Driving Global Attendance for Your AMA
If your community spans multiple time zones—and most do—a single live window excludes people. Solve this with a hybrid approach:
Before the AMA
Open a question thread 24–48 hours early. Members who can’t attend live submit questions in advance, and the guest addresses the top-voted ones during the session. Announce the AMA 7–10 days out, share a teaser question list, and send a 24-hour reminder to maximize turnout.
During the AMA
Run the live session at a time that captures your largest member concentration, but record everything.
After the AMA
Keep the thread open for 24 hours. Many successful hosts return to answer stragglers, creating a second wave of engagement. Repost key takeaways to capture latecomers and members who missed the announcement.
This structure respects your global audience while preserving the energy of a live event.
Repurposing AMA Content into Evergreen Assets
Here’s where most communities leave value on the table. A single high-quality AMA can generate:
- Blog posts highlighting key insights (great for SEO)
- Onboarding material for new members (“Here’s what our expert said about getting started”)
- Social media snippets pulling standout quotes
- FAQ additions drawn from real community questions
- Newsletter content summarizing takeaways
- Short-form video or audio clips if the AMA was recorded
Tag and categorize every AMA in your community archive so members can search by topic, guest, or date. Over time, this library becomes one of your community’s most valuable assets—a living knowledge base built through genuine conversation.
Building a Repeatable AMA Program
One great AMA is an event. A consistent AMA series becomes a pillar of your community culture. Aim for a regular cadence—biweekly or monthly—so members know when to show up and guests become easier to recruit as your track record grows.
Document your process after each session: what worked, what fell flat, which questions generated the most engagement. This feedback loop turns every AMA into a better version of the last.
Final Thought
The best AMAs don’t feel like performances. They feel like conversations your members would have if they somehow got access to the smartest person in the room. Your job is simply to open that door, set the stage, and capture what happens next.
Start with one. Learn from it. Then build the series your community deserves.
Ready to host your next AMA? Grab the Community Launcher AMA Checklist and outreach templates to speed up planning and promotion.
Frequently Asked Questions
What is an AMA and how does it work?
An AMA (“Ask Me Anything”) is a live Q&A where a guest answers community member questions in real time. To host an AMA, pick a relevant guest, collect questions in advance, set ground rules, moderate the live session, and repurpose the best answers into evergreen content afterward.

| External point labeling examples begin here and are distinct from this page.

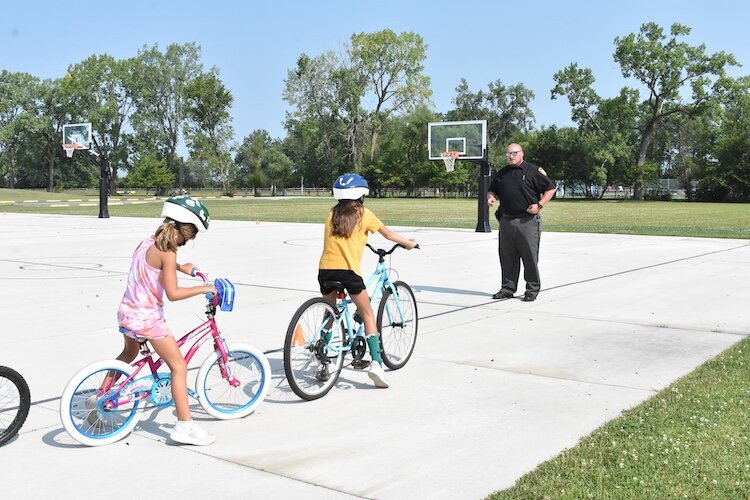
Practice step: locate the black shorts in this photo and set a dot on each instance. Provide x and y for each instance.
(353, 282)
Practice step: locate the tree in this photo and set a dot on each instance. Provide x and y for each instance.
(506, 109)
(18, 103)
(159, 93)
(666, 67)
(392, 66)
(325, 122)
(151, 173)
(98, 90)
(208, 131)
(727, 178)
(250, 158)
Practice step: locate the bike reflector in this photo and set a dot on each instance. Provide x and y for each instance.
(226, 293)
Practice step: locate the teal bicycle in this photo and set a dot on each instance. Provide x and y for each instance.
(321, 334)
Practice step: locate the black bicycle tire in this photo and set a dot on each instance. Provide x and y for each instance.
(381, 308)
(288, 371)
(24, 404)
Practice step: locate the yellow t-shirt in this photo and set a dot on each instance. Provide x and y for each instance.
(346, 253)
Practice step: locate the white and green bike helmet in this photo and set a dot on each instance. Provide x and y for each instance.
(187, 210)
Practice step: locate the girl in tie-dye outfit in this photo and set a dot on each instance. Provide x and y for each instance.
(153, 272)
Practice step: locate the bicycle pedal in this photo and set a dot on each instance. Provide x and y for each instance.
(360, 364)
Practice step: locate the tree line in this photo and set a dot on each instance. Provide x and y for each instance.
(366, 109)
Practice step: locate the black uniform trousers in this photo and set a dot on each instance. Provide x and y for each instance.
(519, 242)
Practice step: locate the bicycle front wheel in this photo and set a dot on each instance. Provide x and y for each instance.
(95, 408)
(397, 322)
(15, 401)
(313, 349)
(242, 390)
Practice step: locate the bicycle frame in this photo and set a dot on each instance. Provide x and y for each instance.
(375, 285)
(208, 329)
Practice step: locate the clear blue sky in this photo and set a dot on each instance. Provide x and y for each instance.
(254, 44)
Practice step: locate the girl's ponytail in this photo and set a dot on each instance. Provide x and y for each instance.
(347, 214)
(172, 234)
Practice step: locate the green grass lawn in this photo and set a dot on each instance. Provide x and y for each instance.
(717, 220)
(691, 440)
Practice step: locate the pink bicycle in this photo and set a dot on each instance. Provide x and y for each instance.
(101, 403)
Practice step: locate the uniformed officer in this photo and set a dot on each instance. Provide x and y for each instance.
(523, 190)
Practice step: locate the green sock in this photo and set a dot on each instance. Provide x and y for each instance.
(373, 342)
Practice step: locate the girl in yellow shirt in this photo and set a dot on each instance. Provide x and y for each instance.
(348, 225)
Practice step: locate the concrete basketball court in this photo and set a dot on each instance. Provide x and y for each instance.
(494, 387)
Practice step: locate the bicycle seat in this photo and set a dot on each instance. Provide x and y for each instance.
(334, 285)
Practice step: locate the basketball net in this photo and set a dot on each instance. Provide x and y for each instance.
(449, 158)
(69, 148)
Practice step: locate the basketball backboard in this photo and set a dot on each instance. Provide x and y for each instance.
(77, 135)
(467, 138)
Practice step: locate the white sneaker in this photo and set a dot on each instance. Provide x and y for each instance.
(377, 375)
(193, 435)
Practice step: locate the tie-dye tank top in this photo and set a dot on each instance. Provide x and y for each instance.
(144, 293)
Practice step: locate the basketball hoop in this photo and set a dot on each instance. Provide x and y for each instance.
(449, 158)
(69, 149)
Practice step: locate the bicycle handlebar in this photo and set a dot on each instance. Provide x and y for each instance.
(211, 297)
(382, 253)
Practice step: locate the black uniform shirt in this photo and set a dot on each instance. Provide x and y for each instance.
(519, 187)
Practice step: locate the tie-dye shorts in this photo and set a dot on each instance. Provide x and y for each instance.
(144, 328)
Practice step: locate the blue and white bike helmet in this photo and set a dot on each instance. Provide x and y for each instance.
(350, 187)
(186, 209)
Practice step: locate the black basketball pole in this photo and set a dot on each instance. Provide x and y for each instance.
(483, 210)
(103, 186)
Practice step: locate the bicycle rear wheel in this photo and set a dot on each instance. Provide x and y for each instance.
(92, 411)
(15, 401)
(398, 328)
(219, 397)
(312, 363)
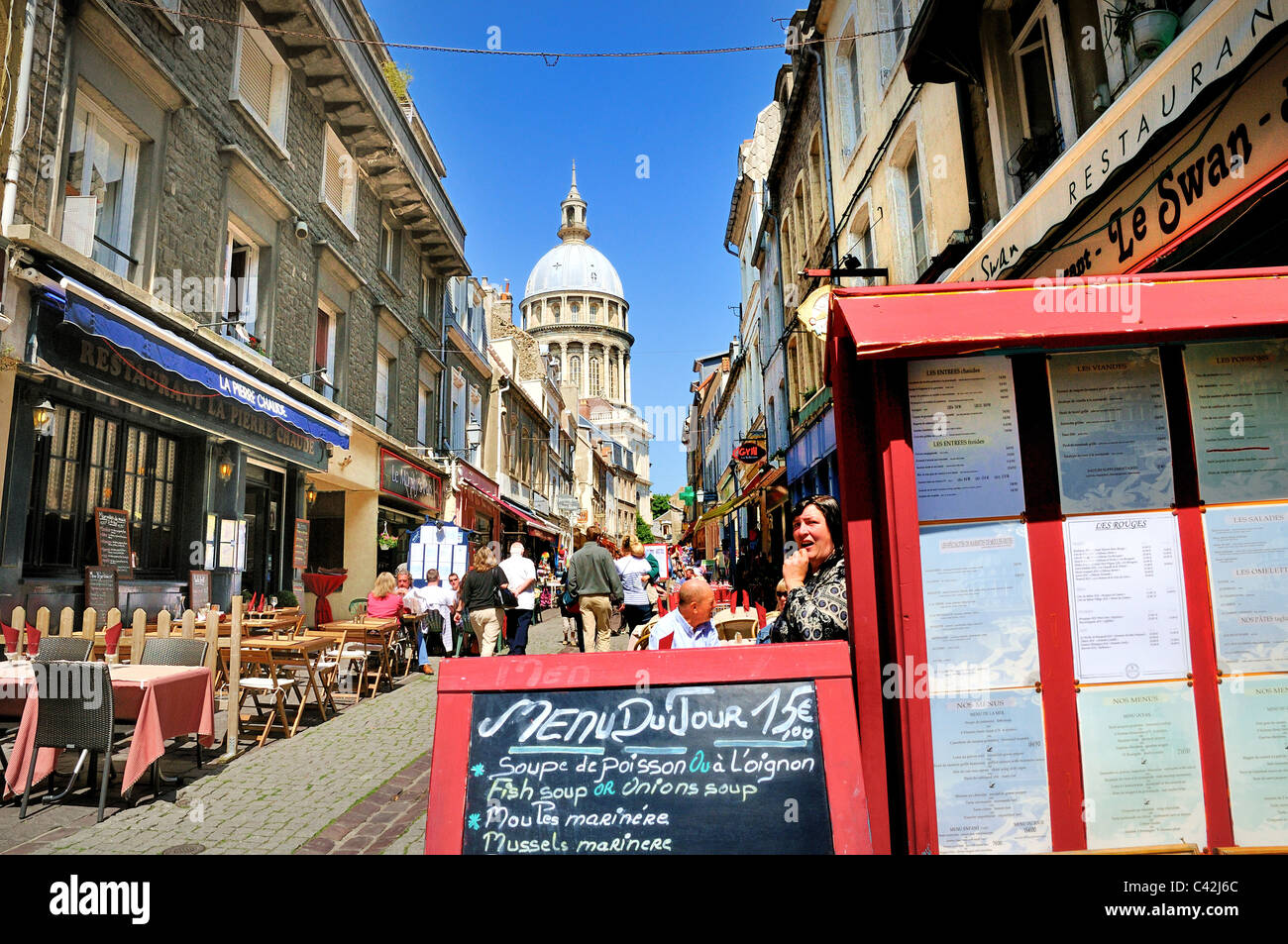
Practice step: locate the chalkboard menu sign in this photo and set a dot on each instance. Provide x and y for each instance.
(198, 590)
(112, 530)
(300, 554)
(101, 591)
(730, 768)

How do I promote an AMA to maximize attendance?
Announce 7–10 days out, share a teaser question list, pin a pre-AMA thread for early submissions, send a 24-hour reminder, and repost key takeaways after the event to capture latecomers and drive continued engagement.
What are good AMA questions to ask?
Prioritize problem-solving prompts, story-driven questions, and contrarian takes. Avoid yes/no formats. Instead, ask for specific examples, metrics, and lessons learned—these generate the most valuable and repurposable answers.
How do I moderate an AMA effectively?
Publish clear in-bounds and out-of-bounds topics before the session starts. Triage questions by relevance and upvotes, protect the guest’s time by batching similar questions, and document unanswered questions for follow-up responses after the live event.